Меир проснулся в крохотной комнатушке с побеленными стенами и низким потолком. В единственное узенькое оконце с решеткой едва просачивалась полоска света. На стене, напротив койки, на которой лежал Меир Профис, почти под потолком висел портрет Сталина, вмурованный навеки в сруб.

«Где я?», пронзило его. Он попытался подняться, но его руки и ноги не повиновались ему, казалось, он еще продолжал лететь с голубых высот в разверзшуюся черную пропасть. Единственное, что пленник мог себе позволить, так это только поворачивать и чуть-чуть приподнимать голову. Ошеломленный тем, что он связан по рукам и по ногам какой-то тканью, Меир рухнул на койку. Он был уже готов возмутиться, позвать на помощь, но Господь Бог, видно, не одобрил его готовности, и бедняга даже не пискнул. Возле него вдруг вырос какой-то поджарый мужчина с бойкими, въедливыми глазками, всклокоченными патлами и бородкой клинышком.

— Кто вы такой? —  осведомился Меир.

— Я ваш сосед… Все зовут меня Ильей – Ильей-пророком. А вы кто? Я понимаю, что вы поступили сюда совсем недавно.

— Куда поступил? —  недоуменно спросил Меир.

— Вы что —  не знаете?.. —  Илья-пророк усмехнулся и присел на край кровати. —  В самом деле —  как вы можете знать, если вы еще совсем зелененький. Как же вы изволите себя называть?
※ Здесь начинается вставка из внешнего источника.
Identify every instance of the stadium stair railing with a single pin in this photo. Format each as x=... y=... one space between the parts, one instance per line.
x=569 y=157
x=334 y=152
— Меня зовут Меир. Меир Профис.

— Вот как! Простое человеческое имя. Что вы делали там? —  Илья-пророк повернул голову к зарешеченному оконцу.

— Что я там делал? —  залепетал Меир. —  Работал слесарем… Потом начал летать.

— Вот видите, —  обрадованно сказал Илья-пророк. —  Летаете, стало быть… вы птица?

— Нет. Я не птица…

Меир на миг смешался. Должен ли он этому типу сказать, кто он такой? Этот Илья-пророк, конечно, поднимет его на смех.

— Я ангел… Ангел.

Его сосед даже глазом не моргнул, словно он всю свою жизнь водился с ангелами:

— Ну да… Как это мне сразу в голову не пришло. Ангел, —  не скрывал он своей радости и с распростертыми объятьями бросился к новичку. —  Добро пожаловать, дорогой товарищ Меир-Ангел. Я и все мои товарищи просто счастливы видеть среди нас…

— Товарищи? Какие товарищи? И что значит «среди нас»?

— О! Вы попали в замечательную компанию. Тут все до единого интеллигентные люди. Один из них —  всемирно известный поэт, другой —  прославленный архитектор, третий —  светило экономики… —  Илья-пророк метнул взгляд на вмурованного в стену Сталина. — Наш экономист этого грузина люто ненавидит… Короче говоря, у вас будет вполне достаточно времени, чтобы познакомиться с каждым «отдхающим» в нашем санатории персонально…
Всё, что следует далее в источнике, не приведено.